Un puissant séisme de magnitude 4,7 a frappé ce vendredi 31 juillet la région des Champs Phlégréens, à l’ouest de Naples. Le bilan provisoire fait état de 26 blessés et d’environ 300 personnes évacuées face à des dégâts matériels importants et à la menace de répliques, rapporte TopTribune.
La terre a tremblé avec une intensité rare dans le sud de l’Italie. Ce vendredi soir, à 19h46, la secousse a secoué la zone des Champs Phlégréens, entraînant une panique généralisée autour de Pozzuoli et des destructions significatives, contraignant de nombreux habitants à quitter leur domicile.

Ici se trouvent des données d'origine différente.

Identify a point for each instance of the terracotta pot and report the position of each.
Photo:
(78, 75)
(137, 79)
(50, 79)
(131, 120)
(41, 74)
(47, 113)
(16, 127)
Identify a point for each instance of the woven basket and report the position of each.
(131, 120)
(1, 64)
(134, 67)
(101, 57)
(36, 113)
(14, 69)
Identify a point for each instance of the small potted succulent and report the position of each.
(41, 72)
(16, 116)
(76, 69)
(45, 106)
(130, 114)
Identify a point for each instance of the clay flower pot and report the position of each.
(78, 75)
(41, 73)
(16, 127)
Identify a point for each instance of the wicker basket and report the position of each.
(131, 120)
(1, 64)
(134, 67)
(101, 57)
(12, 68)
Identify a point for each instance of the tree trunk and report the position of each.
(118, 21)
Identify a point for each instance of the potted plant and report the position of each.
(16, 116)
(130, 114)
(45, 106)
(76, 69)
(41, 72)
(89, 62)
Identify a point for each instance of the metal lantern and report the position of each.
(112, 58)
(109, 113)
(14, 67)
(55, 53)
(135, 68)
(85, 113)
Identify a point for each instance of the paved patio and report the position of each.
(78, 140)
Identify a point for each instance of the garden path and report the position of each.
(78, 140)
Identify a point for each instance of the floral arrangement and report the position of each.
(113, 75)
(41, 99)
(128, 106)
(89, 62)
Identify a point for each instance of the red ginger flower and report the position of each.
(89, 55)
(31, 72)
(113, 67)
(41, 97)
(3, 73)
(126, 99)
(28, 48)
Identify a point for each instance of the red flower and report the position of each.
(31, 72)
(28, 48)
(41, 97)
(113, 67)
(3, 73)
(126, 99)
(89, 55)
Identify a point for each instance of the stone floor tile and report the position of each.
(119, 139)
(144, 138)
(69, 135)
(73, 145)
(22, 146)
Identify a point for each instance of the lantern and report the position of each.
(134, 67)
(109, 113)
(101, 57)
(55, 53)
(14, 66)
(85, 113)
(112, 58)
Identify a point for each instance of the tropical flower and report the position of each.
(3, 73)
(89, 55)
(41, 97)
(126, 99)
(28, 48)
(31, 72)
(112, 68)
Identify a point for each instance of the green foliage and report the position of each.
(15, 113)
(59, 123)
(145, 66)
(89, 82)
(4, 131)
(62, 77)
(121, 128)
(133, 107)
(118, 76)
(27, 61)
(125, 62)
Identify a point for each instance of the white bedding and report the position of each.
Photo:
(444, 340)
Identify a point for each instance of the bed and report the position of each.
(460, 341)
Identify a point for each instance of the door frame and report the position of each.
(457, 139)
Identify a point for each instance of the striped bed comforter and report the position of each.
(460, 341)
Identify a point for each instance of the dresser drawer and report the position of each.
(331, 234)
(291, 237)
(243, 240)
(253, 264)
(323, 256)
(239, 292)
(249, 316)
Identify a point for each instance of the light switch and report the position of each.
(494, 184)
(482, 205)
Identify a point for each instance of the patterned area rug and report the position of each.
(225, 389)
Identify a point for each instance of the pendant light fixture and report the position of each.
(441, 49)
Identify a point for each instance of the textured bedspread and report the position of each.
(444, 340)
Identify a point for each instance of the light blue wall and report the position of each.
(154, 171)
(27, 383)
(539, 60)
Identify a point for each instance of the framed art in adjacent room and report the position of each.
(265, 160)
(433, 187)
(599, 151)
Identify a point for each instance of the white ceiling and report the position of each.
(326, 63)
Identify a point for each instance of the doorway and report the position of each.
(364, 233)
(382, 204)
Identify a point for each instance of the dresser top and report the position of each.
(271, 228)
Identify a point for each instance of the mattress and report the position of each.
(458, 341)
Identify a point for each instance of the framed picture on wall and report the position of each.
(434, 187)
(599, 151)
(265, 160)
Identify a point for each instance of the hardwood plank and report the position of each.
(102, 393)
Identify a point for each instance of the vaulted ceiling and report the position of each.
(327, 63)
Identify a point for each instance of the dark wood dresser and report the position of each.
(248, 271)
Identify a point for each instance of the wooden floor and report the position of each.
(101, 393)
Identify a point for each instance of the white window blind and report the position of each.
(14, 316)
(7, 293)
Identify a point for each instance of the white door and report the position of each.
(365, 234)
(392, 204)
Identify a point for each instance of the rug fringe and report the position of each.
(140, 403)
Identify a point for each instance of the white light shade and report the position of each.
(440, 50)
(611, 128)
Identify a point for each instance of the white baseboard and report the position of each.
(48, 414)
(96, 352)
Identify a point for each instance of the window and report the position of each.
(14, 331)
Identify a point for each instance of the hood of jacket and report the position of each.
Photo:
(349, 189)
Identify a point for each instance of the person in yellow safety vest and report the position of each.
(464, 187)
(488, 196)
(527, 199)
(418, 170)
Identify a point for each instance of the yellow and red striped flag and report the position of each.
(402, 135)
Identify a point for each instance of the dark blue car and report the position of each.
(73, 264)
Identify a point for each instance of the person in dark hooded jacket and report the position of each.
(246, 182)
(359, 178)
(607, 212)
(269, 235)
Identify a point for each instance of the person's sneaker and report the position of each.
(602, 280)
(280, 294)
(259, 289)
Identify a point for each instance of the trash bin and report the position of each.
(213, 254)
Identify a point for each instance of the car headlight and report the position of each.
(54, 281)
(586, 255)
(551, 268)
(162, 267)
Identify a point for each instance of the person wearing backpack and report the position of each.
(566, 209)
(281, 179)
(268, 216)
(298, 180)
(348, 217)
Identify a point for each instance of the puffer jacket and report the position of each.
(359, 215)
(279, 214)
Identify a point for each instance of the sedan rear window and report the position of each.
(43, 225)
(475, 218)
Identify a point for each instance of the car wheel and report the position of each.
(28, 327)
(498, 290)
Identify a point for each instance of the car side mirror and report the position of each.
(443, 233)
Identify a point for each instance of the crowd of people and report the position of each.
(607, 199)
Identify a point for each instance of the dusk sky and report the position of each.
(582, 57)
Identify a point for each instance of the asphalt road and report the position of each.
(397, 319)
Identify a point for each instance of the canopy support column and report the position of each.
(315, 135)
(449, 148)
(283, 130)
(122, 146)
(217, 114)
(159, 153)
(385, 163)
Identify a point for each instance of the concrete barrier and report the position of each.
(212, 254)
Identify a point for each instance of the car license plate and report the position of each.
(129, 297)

Une secousse historique et destructrice
L’épicentre a été localisé à seulement trois kilomètres de profondeur entre Pozzuoli et Quarto. « La secousse de magnitude 4,7 enregistrée ce vendredi constitue le séisme de plus forte magnitude survenu aux Champs Phlégréens au cours des quarante dernières années« , a souligné Lorenzo Benedetto, président de l’Ordre des géologues de Campanie.
L’impact sur les personnes et les infrastructures est considérable. « Le nombre des blessés a été révisé à 26. L’événement sismique a causé l’effondrement de certains bâtiments inoccupés et, pour l’instant, environ 300 personnes ont dû quitter leur logement », a indiqué la Protection civile italienne. Parmi les victimes, cinq personnes demeurent hospitalisées pour des fractures.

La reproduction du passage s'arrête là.